On SN/UGC stability:
Simon Hooper: Facebook Turns Five… But Can It Survive?, pub. 2.4.09.
David Cohn: What Is and Isn’t Important to Learn: Lessons from Friendster,” from, pub. 2.3.09


7 responses to “Charging for Trust? The Perils of Information Investment on an Unstable (Free) Platform

  1. Are there any specific anecdotes out there of people who did get kicked off? And for what?

  2. Similarly, I occasionally wonder how safe my Yahoo! account is. It’s a record of my life for the past 10 years and I would hate to lose it. I could pay for an upgrade but I opt instead to simply trust Yahoo! not to take it away from me.

  3. changingnewsroom

    Great area for research and experimentation. I for one would be more than willing to pay for both trusted content and also for really good social networking services like Facebook or Twitter. Maybe the latter after a fairly lengthy free trial period so that I could try it out first.

    It’s tough to say though if people not as nerdy as I am would think this way. Dunno.

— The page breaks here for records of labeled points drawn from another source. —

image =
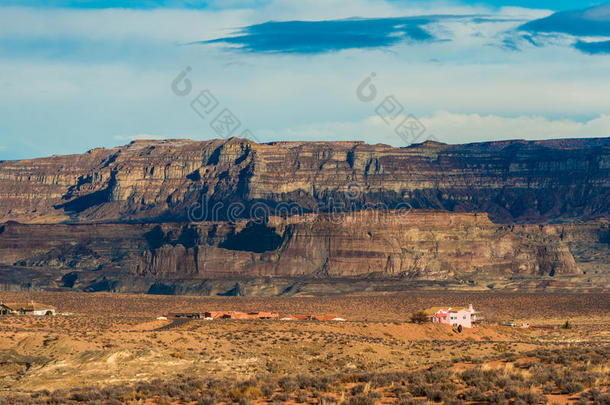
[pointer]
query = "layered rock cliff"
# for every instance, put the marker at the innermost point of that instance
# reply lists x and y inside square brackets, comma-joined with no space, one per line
[513,181]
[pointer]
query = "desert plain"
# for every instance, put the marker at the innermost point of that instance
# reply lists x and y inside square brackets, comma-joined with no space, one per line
[112,348]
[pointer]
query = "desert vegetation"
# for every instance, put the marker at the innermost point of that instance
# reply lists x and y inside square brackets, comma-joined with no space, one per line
[112,349]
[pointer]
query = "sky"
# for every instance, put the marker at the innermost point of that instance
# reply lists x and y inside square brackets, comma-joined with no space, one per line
[75,75]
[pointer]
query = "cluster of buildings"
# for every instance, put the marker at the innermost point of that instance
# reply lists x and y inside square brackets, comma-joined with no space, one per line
[210,315]
[465,317]
[26,308]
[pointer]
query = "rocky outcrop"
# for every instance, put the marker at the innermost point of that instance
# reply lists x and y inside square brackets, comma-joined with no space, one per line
[513,181]
[419,245]
[212,217]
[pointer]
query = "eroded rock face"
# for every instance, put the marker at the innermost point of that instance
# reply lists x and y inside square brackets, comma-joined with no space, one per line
[513,181]
[428,245]
[181,212]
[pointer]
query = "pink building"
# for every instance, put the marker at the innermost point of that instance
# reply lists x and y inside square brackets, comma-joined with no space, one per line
[464,316]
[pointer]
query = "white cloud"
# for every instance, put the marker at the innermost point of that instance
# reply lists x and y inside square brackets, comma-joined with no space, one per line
[138,137]
[449,128]
[462,128]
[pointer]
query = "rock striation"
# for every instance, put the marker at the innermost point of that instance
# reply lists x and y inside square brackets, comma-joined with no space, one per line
[169,216]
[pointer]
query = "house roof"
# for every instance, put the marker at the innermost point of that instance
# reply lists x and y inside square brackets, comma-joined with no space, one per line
[433,310]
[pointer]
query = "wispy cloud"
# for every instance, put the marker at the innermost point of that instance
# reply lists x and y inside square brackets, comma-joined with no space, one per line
[330,35]
[451,128]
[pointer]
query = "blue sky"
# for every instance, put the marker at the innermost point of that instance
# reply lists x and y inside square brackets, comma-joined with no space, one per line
[75,75]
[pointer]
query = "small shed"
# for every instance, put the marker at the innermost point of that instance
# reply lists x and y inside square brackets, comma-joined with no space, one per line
[29,308]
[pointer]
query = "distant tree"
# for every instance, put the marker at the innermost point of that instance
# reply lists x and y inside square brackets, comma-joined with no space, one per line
[419,317]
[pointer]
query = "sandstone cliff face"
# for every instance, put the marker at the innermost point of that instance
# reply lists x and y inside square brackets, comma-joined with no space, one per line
[424,245]
[513,181]
[233,210]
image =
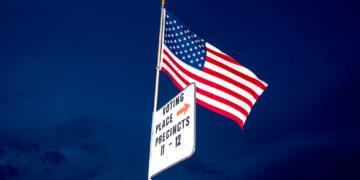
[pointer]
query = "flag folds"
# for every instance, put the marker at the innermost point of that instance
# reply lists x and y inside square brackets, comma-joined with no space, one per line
[222,84]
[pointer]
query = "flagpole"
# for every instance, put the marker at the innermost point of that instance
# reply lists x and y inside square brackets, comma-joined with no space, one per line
[157,71]
[159,55]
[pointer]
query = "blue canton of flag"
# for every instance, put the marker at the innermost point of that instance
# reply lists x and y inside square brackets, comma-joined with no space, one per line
[223,85]
[186,45]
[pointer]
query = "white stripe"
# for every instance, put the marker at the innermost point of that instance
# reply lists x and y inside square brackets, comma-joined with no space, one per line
[236,67]
[213,78]
[182,84]
[209,88]
[222,106]
[240,80]
[208,100]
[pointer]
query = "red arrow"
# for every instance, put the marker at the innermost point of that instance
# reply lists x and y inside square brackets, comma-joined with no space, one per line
[184,109]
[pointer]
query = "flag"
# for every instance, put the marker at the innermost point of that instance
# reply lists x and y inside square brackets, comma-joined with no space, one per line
[222,84]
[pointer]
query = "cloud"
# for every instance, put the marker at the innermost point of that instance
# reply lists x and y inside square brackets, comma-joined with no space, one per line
[53,157]
[24,147]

  4. I don’t buy the “free equals insecurity” connection.

    It is important to be in control of your content by self-hosting, etc. and to utilize these services to spread your work.

    A paid service could just as easily go under or change its user-agreement.

  5. Great point, Ryan. The only thing that’s stopping me are the gaps in my computer-literacy training! Looks like I’ll have to go out of the curriculum on that one. 🙂

  6. I just realized how cheap I sound. I won’t even pay for a connection.